In a recent exclusive interview with Fight Hype, former two-time unified heavyweight champion Anthony Joshua, he gave us some insight into his mindset, his upcoming rematch with Dillian Whyte, and his perspective on the state of heavyweight boxing.
“What does beating Dillian White for the second time in our rematch do for you at this stage of your career and your legacy?”
The 34-year-old boxer replied,
“Training when you’re fighting someone that’s on your mind every day…you train, so it does a lot for my preparation. If I win in spectacular fashion, I think it’s a massive confidence booster.”
Questioned about the apparent downturn in heavyweight boxing’s fortunes compared to the overall boom in boxing, Joshua opined,
“The rest of the top five – Fury, Wilder, Usyk, Ruiz – none of these guys have even fought so far this year. The division has changed a bit… people are taking time out.”
He suggests that the shift towards heavier weights and increased media scrutiny might be causing some boxers to take a break.
When asked about his future plans and ensuring Wilder and Fury are next on his fight list, Joshua responded,
“Winning and losing just bring bargaining power to the negotiation table, but it should never dictate whether you fight a fighter or not because everyone’s still got a chance. So, I’ll fight these guys for sure.”
On Errol Spence’s recent loss, Joshua revealed,
“I believe that’s not the Errol we know. But I think they should have confidence in themselves knowing in the rematch, if they get whatever happened in the training camp right, they’ll be able to give Bud a much tougher fight.”
He suggests that Spence’s loss may not have been entirely due to lack of skill but could have been influenced by factors during the training camp. However, he is confident that Spence will bounce back.
“Errol didn’t land on his back, he got stopped on his feet…Run it back, let’s go again. I think they should definitely go again.
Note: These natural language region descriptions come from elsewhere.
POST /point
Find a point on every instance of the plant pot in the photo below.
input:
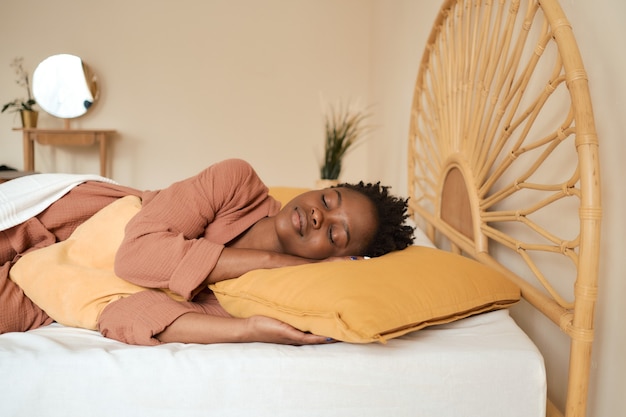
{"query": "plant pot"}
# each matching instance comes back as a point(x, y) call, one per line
point(29, 118)
point(325, 183)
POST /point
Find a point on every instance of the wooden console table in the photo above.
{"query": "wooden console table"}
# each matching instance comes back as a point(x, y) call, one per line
point(64, 137)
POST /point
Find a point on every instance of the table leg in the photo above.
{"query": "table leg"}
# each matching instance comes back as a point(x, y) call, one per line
point(29, 152)
point(103, 154)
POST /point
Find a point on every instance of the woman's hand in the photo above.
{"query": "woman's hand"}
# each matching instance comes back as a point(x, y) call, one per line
point(345, 258)
point(205, 329)
point(269, 330)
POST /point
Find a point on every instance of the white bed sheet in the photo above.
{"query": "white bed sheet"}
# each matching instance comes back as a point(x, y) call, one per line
point(481, 366)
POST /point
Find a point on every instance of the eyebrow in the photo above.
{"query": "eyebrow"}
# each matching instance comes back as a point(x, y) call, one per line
point(345, 225)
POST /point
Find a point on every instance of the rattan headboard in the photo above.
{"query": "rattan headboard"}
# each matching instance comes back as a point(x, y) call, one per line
point(503, 159)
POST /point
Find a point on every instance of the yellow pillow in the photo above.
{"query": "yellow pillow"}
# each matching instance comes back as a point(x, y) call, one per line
point(73, 280)
point(370, 300)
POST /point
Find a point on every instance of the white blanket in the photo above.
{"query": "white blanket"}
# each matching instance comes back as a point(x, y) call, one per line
point(25, 197)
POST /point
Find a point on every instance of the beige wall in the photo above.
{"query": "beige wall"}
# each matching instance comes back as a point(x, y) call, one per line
point(189, 83)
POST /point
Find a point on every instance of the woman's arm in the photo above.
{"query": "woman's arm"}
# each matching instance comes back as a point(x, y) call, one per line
point(202, 328)
point(234, 262)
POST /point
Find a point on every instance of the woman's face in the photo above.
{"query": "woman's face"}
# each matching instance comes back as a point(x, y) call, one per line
point(324, 223)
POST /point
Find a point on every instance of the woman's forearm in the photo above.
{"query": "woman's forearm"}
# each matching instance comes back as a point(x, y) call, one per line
point(234, 262)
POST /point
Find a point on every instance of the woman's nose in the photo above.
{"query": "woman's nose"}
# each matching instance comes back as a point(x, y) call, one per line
point(316, 218)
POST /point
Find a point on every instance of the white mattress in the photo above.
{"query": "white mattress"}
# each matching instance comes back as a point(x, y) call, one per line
point(481, 366)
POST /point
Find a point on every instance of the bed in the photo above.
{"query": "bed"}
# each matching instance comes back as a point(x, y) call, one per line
point(501, 96)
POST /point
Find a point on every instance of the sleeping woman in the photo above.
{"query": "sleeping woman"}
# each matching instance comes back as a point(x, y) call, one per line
point(211, 227)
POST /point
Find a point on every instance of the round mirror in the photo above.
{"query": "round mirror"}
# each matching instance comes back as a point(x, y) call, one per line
point(64, 86)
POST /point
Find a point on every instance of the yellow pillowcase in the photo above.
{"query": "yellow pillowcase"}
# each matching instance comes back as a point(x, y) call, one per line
point(73, 280)
point(286, 194)
point(370, 300)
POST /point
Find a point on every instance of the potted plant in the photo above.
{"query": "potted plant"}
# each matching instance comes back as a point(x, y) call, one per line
point(344, 130)
point(25, 107)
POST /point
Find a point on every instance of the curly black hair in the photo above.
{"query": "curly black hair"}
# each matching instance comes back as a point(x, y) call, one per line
point(392, 234)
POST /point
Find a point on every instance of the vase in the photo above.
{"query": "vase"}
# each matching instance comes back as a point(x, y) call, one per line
point(29, 118)
point(325, 183)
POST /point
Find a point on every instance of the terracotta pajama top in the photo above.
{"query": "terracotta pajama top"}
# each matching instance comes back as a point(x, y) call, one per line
point(174, 242)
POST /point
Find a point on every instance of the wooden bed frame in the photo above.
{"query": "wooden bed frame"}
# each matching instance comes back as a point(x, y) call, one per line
point(498, 81)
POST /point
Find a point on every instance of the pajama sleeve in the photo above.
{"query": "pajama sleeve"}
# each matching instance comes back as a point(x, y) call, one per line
point(176, 239)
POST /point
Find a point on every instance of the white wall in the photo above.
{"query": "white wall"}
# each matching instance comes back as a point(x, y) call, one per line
point(189, 83)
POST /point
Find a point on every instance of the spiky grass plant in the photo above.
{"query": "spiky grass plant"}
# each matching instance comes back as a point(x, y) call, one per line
point(344, 130)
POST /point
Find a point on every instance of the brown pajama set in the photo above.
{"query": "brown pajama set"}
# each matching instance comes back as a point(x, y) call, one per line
point(173, 242)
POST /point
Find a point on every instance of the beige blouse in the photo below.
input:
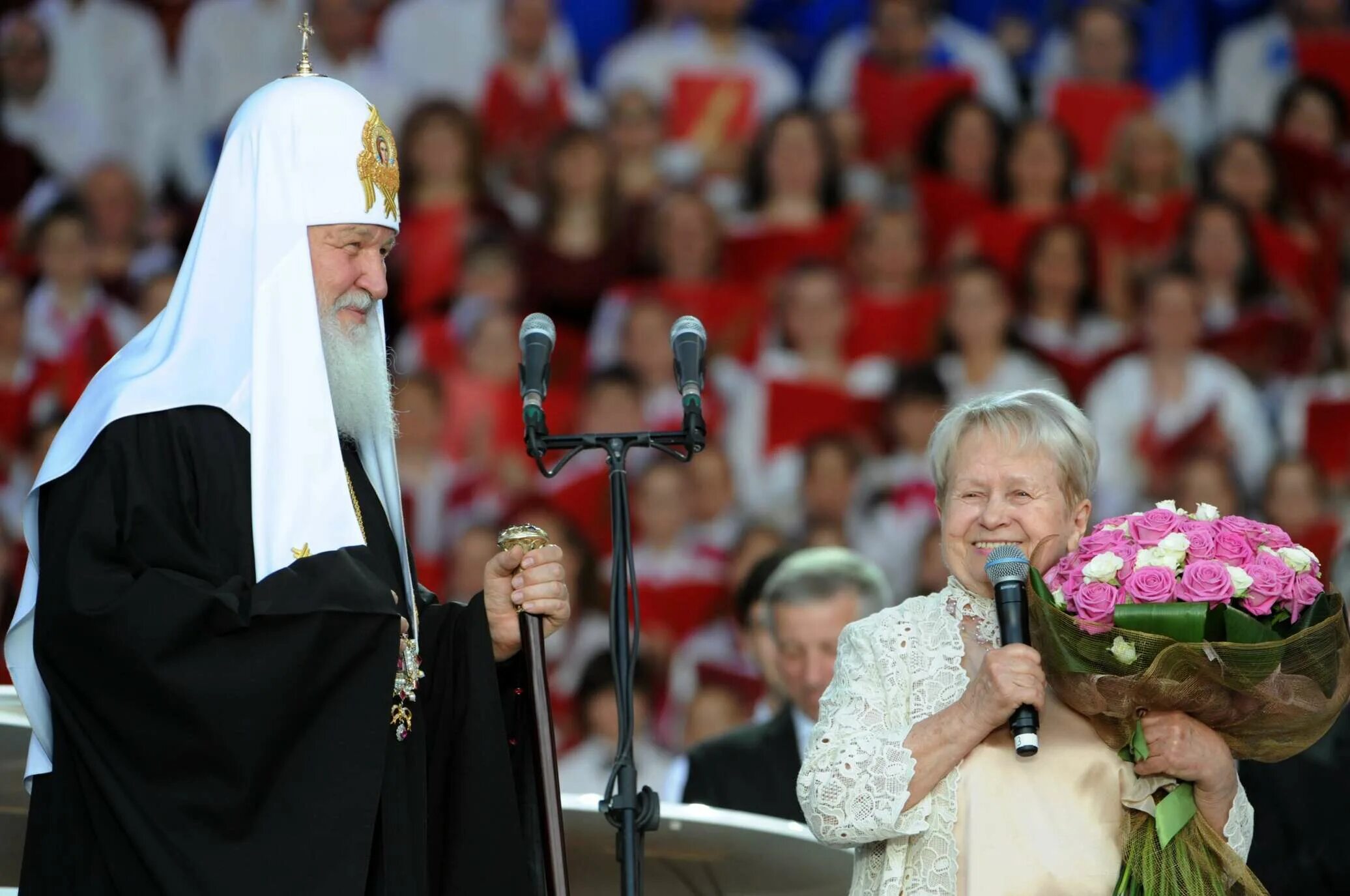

I don’t think he should retire.”
“I rate Terence Crawford before this fight but he’s an elite fighter and so is Errol.”
Lastly, asked to compare the boxing culture between the UK and the US, Joshua said,
“America just has so much more history…a lot of the people from the era passed information on which is still around today…I think they work a lot harder.”
He acknowledges that the UK has had its share of boxing stars, but America’s deep history in the sport, coupled with its intense work ethic, seems to give it an edge.